The research has been presented by Ph.D Ginny Catania, associate professor from the Department of Geological Sciences of Jackson School of Geosciences.
The researcher explains that underground plumbing system is made up of meltwater that falls from the surface of the sheet into moulins – natural pipes that run for over half a mile from the overlying ice to the bedrock. When the water level in the Moulin is higher, the ice sheet slides faster. In the past few decades there has been much greater summer surface melting.
The researchers found, though, that while a greater volume of meltwater in the moulins causes the ice sheet to move more quickly, the ice becomes less sensitive to the melting water during the warmer summer months. The scientists believe that this could be down to the subglacial plumbing system, which allows it to adapt to the higher amount of meltwater.
Dr. Catania's research involves understanding ice sheet and glacier changes both from natural variability and climate forced variability. This involves improving the observational data sets that quantify cyrosphere change but also focusing on improved understanding of the dynamical processes that control ice flow. In particular, her research focuses on basal processes, the flow of water on top of, through and beneath ice and understanding the history of ice motion so that modern ice sheet changes can be put into context.

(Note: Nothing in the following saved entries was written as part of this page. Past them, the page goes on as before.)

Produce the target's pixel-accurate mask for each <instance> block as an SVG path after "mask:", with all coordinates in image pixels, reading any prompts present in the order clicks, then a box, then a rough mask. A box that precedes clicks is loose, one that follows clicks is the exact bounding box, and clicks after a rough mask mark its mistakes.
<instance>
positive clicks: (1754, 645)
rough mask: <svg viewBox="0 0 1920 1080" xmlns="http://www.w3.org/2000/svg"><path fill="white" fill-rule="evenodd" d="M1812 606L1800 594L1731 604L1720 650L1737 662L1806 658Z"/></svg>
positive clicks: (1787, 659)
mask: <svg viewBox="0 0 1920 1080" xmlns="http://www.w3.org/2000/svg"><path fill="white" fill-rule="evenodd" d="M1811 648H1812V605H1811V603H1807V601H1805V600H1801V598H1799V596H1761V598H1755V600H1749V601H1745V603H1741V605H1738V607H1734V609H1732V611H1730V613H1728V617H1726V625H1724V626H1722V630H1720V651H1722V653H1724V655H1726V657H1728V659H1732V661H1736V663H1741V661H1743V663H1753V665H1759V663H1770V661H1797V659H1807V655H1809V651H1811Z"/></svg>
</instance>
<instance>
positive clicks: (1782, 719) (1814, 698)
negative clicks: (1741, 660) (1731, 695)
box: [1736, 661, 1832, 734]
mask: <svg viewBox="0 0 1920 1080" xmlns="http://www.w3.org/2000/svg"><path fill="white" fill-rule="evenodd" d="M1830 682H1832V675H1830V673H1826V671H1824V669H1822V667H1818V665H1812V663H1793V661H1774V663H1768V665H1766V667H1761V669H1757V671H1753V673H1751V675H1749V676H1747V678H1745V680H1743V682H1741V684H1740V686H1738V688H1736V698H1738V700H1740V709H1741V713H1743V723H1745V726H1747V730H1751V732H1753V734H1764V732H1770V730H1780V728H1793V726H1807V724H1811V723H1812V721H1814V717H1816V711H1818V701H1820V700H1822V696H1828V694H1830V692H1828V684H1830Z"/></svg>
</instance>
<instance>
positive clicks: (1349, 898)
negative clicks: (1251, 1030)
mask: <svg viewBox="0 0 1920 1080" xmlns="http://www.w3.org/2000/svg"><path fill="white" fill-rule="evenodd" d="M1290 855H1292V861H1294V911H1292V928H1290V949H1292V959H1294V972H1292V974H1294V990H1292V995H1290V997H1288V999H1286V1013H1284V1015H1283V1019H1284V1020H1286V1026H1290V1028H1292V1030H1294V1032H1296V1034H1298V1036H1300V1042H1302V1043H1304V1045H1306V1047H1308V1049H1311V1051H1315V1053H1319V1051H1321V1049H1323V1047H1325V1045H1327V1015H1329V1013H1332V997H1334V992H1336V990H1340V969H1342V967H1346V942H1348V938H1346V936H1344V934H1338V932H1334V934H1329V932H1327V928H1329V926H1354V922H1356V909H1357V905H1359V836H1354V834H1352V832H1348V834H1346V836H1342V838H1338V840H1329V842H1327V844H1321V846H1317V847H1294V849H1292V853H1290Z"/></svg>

The main research tools used by Catania's research group include ice-penetrating radar to image internal layers in the ice and quantify the properties of the basal interface; simple kinematic models to interpret internal layer stratigraphy; GPS to measure changes in ice motion; borehole observations to directly sense the englacial and subglacial environment; remote sensing of ice sheet changes and physical models to reproduce ice dynamical processes in the laboratory.